Turkey under NATO and Russia pressure over Black Sea
This photo shows an Ukranian war ship passing through the Bosphorus. Turkey’s efforts to maintain the balances in the Black Sea are coming under pressure. AA photo
Although the crisis between NATO and Russia over Ukraine is not on Turkey’s immediate agenda, the likely developments have the potential to drag the Turkish government into the row. And the likely theater of such political confrontation is the Black Sea.The sign of it was given by Russian Foreign Minister Sergei Lavrov on April 2. He expressed Russia’s concerns about the U.S. presence in the Black Sea in a way to violate the 1936 Montreux Convention that regulates the passage of military vessels of non-literal countries through the straits. “We have noticed that recently U.S. military vessels on a number of occasions have extended their presence beyond the established limits and these extensions at times failed to meet the rules of the Montreux Convention,” he said.
Due to the sensitivity of the issue, Turkey immediately denied Lavrov’s claims in a written statement, underlining that Turkey had been implementing the Montreux Convention meticulously over the last 78 years. Since the eruption of the Crimean crisis, the United States has increased its military presence in the Black Sea, sending its vessels to the Black Sea within the convention rules.

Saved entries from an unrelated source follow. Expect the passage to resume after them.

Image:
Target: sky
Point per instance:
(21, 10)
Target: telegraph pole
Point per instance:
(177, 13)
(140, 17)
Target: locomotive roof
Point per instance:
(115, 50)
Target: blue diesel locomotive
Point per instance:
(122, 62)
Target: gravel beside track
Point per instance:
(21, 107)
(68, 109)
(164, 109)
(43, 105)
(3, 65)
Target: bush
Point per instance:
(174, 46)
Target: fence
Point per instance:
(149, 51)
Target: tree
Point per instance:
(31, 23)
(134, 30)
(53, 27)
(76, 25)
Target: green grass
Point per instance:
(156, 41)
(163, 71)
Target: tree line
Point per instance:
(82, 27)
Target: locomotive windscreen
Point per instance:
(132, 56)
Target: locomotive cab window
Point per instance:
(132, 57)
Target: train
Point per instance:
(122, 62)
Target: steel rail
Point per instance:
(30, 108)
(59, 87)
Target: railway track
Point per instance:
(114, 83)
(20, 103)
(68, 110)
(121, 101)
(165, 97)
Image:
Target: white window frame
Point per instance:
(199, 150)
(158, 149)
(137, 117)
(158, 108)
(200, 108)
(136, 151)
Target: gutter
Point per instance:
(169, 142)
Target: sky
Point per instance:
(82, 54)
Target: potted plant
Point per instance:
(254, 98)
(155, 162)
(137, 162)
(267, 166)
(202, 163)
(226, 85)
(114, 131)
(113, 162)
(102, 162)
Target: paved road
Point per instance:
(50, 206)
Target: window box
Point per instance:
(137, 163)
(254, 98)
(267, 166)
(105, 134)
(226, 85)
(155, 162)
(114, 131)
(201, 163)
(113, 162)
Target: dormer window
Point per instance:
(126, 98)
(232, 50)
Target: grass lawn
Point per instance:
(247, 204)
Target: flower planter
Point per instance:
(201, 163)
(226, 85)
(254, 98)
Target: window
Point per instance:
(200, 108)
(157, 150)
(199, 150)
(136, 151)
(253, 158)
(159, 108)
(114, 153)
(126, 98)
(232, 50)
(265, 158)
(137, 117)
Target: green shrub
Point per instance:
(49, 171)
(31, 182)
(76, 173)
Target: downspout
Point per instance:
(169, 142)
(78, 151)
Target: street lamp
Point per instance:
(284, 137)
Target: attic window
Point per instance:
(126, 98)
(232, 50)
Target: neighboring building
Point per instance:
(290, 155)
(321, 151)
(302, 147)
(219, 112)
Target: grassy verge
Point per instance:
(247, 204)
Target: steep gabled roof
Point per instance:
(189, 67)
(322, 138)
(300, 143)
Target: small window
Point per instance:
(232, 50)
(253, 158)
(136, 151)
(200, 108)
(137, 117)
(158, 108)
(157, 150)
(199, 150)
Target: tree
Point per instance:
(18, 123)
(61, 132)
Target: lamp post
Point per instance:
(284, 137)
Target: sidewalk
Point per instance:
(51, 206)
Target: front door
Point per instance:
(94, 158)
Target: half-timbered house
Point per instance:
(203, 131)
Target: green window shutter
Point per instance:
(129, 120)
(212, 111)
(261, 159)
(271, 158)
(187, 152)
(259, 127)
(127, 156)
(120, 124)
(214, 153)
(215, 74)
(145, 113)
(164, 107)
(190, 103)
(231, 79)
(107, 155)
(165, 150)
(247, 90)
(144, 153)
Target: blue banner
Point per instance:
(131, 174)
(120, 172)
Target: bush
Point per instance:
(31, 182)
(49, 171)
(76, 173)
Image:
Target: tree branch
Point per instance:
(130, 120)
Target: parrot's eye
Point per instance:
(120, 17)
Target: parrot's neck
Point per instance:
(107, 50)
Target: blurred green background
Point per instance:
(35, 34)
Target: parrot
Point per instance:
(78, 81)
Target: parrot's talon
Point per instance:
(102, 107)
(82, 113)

A guided-missile destroyer, Truxtun, has just left the Black Sea after concluding a joint naval exercise with Romanian and Bulgarian naval forces just a few hundred kilometers away from the Crimean peninsula. There are reports that the USS Donald Cook, a guided missile destroyer, will soon be sent to the region.
The Montreux Convention is regarded as one of Turkey’s most important achievements in its recent political history and played a major role in keeping the Black Sea region out of the NATO-Warsaw Pact confrontation throughout the Cold War era. But things have changed since the collapse of the Soviet Union in the early 1990s, especially with Bulgaria and Romania’s entrance into NATO.
Along with these two countries and Turkey, there are now three NATO literal countries in the Black Sea where two other former Soviet republics, Georgia and Ukraine, have special bonds with the alliance.
The Georgian crisis in 2008 once again showed the strategic importance of the Black Sea which caused tension between Turkey and NATO over Ankara’s insistence on the strict implementation of the convention.
The same applies in the current Crimea tension, but there are claims that Turkey is much more flexible in its implementation of the key treaty. It has been claimed that allied vessels’ stay in the Black Sea is exceeding the established limit, 21 days. Some leading NATO countries are pressing Turkey to ease the implementation of the convention. Similar pressure is being applied on Turkey by Russia, which has asked the Turkish government to stick with the convention and not to ruin the decades-old balance in the Black Sea region.
Some NATO countries have noted that Russia’s seizure of the Ukrainian fleet ended Turkey’s status of having the largest fleet in the Black Sea and that there is a need for new balance in the region. That’s why they have asked Turkey to ease the implementation of some of provisions of the Montreux Convention. Russia’s aggression in the region which sparked the crisis and map changes in two literal countries in the last six years alone is also seen as an important reason why NATO has to increase its capacity and capability in the Black Sea region.
Turkey’s overall policy with regard to the Black Sea is to keep NATO out of the Black Sea and establish mechanisms to provide security through the involvement of all literal countries. The Blackseafor was established as a result of this policy in the late 1990s, but the current conditions have not allowed it to become a functional mechanism. The programs of the Blackseafor under Ukraine’s term presidency were recently canceled due to the tension between Russia and Ukraine.
The situation in which Turkey finds itself is seemingly going to become more complicated unless a political solution is found between NATO and Russia on Ukraine. Given that it is relying on NATO’s Patriots for the protection of its border from a potential Syrian missile attack, it will be hard for Turkey to stick to its traditional Black Sea policy.